Phenylhydrazine (PHZ)-induced hemolysis increases atherosclerosis and is reversed by serum hemopexin (HPX) expression. A: serum hematocrit at 3 mo (n = 5–7). B: spleen weight at 3 mo (n = 5–7). C: representative aortic en face plaque accumulation in wild-type (WT), PHZ, and PHZ + HPX mice (n = 6–12). D: representative hematoxylin and eosin and trichrome staining of the aortic root (n = 6–10). E: quantitative analysis of aortic root lesion area (n = 6–11). F: serum free heme levels at 3 mo (n = 5–7). G: HPX levels (n = 5–6). Values represent means ± SE. *P < 0.05; **P < 0.01; ***P < 0.001.

Figure 7.

Deferiprone (DFP) decreases atherosclerotic plaque accumulation in beta thalassemia (BT) mice but does not provide an additive benefit over hemopexin therapy.
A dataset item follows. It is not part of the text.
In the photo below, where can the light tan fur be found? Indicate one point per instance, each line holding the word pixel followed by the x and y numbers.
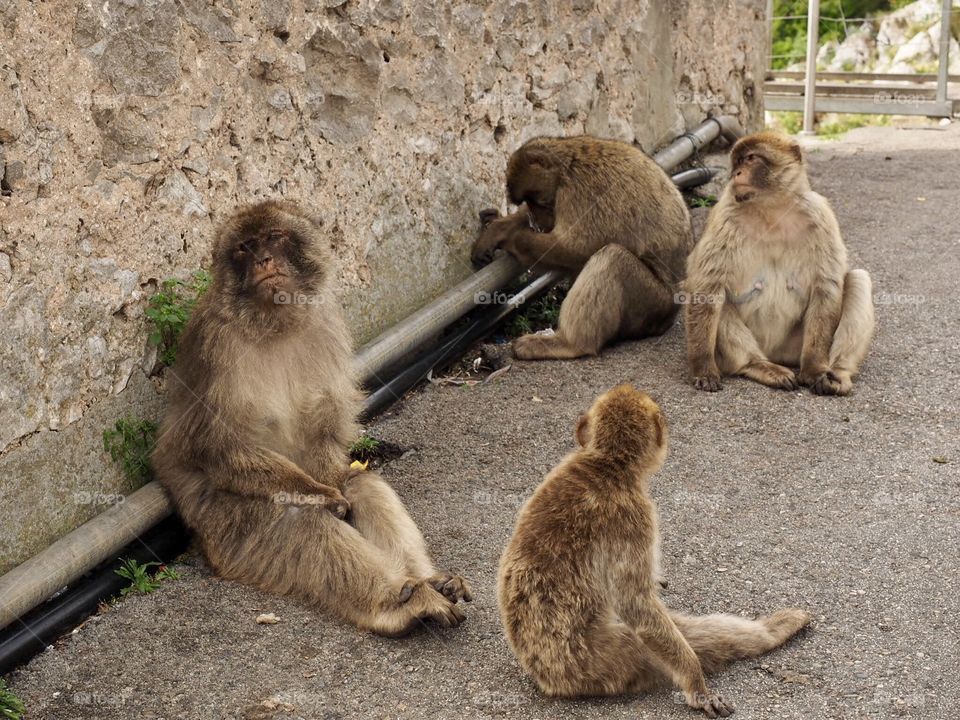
pixel 578 584
pixel 768 288
pixel 603 211
pixel 252 450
A: representative aortic en face plaque accumulation in WT, BT, and BT + DFP, BT + DFP + HPX mice (n = 5–10). B: representative hematoxylin and eosin and trichrome staining of the aortic root (n = 5–10). C: total serum iron at 3 mo. D: non-transferrin-bound iron at 3 mo. Values represent means ± SE. *P < 0.05; **P < 0.01; ***P < 0.001.